This is something I’ve had sitting on my Kindle for almost
two years, it was dirt cheap and I had no expectations going in. I just decided
to clear out some of the old stuff. And blow me down, it turned out to be the
most entertaining read since... well, the last entertaining read. Which was
quite a while back.
So here’s the premise. Thirteen year old kid
wakes up with a head full of jumbled memories, possibly none of them his own.

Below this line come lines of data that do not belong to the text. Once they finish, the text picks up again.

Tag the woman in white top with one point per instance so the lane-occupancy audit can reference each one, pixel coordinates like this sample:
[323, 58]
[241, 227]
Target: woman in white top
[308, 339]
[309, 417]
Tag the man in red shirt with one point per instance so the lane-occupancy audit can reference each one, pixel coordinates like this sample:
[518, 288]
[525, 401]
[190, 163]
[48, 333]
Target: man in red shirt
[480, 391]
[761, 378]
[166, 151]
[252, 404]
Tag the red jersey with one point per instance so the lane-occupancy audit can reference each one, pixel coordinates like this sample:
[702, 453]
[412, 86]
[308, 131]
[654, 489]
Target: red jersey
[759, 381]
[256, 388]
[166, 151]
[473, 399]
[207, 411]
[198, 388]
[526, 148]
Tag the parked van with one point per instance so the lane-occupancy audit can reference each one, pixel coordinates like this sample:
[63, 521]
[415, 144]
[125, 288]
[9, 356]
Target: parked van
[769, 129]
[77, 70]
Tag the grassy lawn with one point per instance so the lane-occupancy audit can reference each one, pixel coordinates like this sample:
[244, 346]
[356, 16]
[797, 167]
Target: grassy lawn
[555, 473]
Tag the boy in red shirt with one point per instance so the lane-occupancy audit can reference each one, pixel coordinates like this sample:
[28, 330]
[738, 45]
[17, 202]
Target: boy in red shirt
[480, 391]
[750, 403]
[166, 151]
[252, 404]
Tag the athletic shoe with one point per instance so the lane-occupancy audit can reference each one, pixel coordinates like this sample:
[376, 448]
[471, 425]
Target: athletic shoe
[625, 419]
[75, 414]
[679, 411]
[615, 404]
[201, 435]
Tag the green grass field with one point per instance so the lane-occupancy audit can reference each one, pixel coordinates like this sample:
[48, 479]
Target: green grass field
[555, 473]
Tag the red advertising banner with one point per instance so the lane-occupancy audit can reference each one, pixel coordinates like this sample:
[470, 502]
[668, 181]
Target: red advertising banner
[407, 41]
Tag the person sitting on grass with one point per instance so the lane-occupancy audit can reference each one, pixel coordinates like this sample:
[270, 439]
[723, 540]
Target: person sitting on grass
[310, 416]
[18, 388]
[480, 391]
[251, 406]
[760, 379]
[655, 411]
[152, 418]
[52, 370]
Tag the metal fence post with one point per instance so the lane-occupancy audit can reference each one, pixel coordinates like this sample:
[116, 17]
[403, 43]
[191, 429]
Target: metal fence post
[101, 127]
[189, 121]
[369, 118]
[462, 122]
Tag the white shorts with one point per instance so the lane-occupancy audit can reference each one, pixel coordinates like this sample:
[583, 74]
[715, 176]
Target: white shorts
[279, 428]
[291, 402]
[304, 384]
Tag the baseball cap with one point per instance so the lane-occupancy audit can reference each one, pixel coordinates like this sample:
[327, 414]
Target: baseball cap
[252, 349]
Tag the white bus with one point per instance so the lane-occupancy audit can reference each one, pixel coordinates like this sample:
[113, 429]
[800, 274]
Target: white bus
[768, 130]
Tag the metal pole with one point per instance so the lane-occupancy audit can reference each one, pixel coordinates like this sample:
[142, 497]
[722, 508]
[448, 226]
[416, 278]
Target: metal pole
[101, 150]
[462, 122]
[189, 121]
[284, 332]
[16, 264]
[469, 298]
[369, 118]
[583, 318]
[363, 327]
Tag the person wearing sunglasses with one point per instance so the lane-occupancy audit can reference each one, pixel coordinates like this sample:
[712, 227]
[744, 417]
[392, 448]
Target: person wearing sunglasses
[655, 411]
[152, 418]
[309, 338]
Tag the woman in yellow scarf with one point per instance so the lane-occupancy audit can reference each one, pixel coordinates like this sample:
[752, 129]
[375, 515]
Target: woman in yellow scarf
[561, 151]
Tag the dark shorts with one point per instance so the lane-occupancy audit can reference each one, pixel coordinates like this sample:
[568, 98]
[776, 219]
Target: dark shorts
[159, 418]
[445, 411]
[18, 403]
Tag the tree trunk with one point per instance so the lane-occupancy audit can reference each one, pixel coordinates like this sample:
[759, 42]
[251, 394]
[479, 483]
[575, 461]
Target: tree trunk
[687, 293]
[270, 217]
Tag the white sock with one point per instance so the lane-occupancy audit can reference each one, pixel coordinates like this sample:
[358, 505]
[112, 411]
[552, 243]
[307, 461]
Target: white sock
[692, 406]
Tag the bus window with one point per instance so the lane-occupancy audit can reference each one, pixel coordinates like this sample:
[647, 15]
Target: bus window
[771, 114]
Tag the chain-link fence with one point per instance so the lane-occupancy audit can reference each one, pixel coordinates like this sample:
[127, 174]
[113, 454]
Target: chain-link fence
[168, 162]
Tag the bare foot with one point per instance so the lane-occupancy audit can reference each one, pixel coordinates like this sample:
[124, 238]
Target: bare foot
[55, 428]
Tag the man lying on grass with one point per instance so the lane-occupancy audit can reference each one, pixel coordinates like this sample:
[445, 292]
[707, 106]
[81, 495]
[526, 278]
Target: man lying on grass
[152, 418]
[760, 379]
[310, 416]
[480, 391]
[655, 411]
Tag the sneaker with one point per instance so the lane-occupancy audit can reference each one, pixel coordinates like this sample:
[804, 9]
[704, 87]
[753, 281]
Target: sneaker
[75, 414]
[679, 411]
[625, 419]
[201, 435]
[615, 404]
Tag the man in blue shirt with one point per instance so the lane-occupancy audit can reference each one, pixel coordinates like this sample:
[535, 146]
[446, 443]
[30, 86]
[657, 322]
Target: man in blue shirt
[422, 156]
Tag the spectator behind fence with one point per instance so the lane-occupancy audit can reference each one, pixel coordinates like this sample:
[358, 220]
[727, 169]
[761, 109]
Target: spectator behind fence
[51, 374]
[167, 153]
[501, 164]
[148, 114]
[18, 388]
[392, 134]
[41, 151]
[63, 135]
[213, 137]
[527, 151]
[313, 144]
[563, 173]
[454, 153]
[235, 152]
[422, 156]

He’s on a tropical island with a bunch of other teenage boys,
supervised by a bunch of rickety old men. The boys get to play games all day,
if they want to, they’re well fed and looked after, the only snag
(there has to be one, right?) is that every once in a while they go into a
building where they are expected to insert a needle into their foreheads and
enter an artificial reality where, once they get the hang of it, they can do
anything – fly, shape-shift, create stuff, whatever their imaginations
can invent.
It doesn’t take a genius to work out that some
very sinister things are happening in the background, and it takes most of the
book for the various layers of mystery to be peeled away one by one. Some of
them were obvious virtually from the start, some were complete surprises and a
few things I was totally wrong about, which is always good. I hate it when I
can guess all the twists ahead of time.
In a lot of ways this book isn’t
anything special. But that’s exactly the point: this is what a
genre book should be like. It has believable characters, a plot that makes
sense, and it’s well written without any pretensions to literary greatness. OK,
you could, if you wanted, derive some themes about consciousness and the nature
of reality and so on, but it’s not compulsory. And it’s
an absolute page turner. I couldn’t put it down, I had to know what was
going on and why. Yes, there were places where things fell out rather too
conveniently for our hero and his pals, and one or two moments I didn’t
really understand at all. There were loose ends (like all the girls, for
instance; where did they come from?), but there are more books in the series so
maybe they get answered later. But for anyone who wants a fun read with plenty
of what-the-hell’s-going-on-ness, I can highly recommend this. Four stars.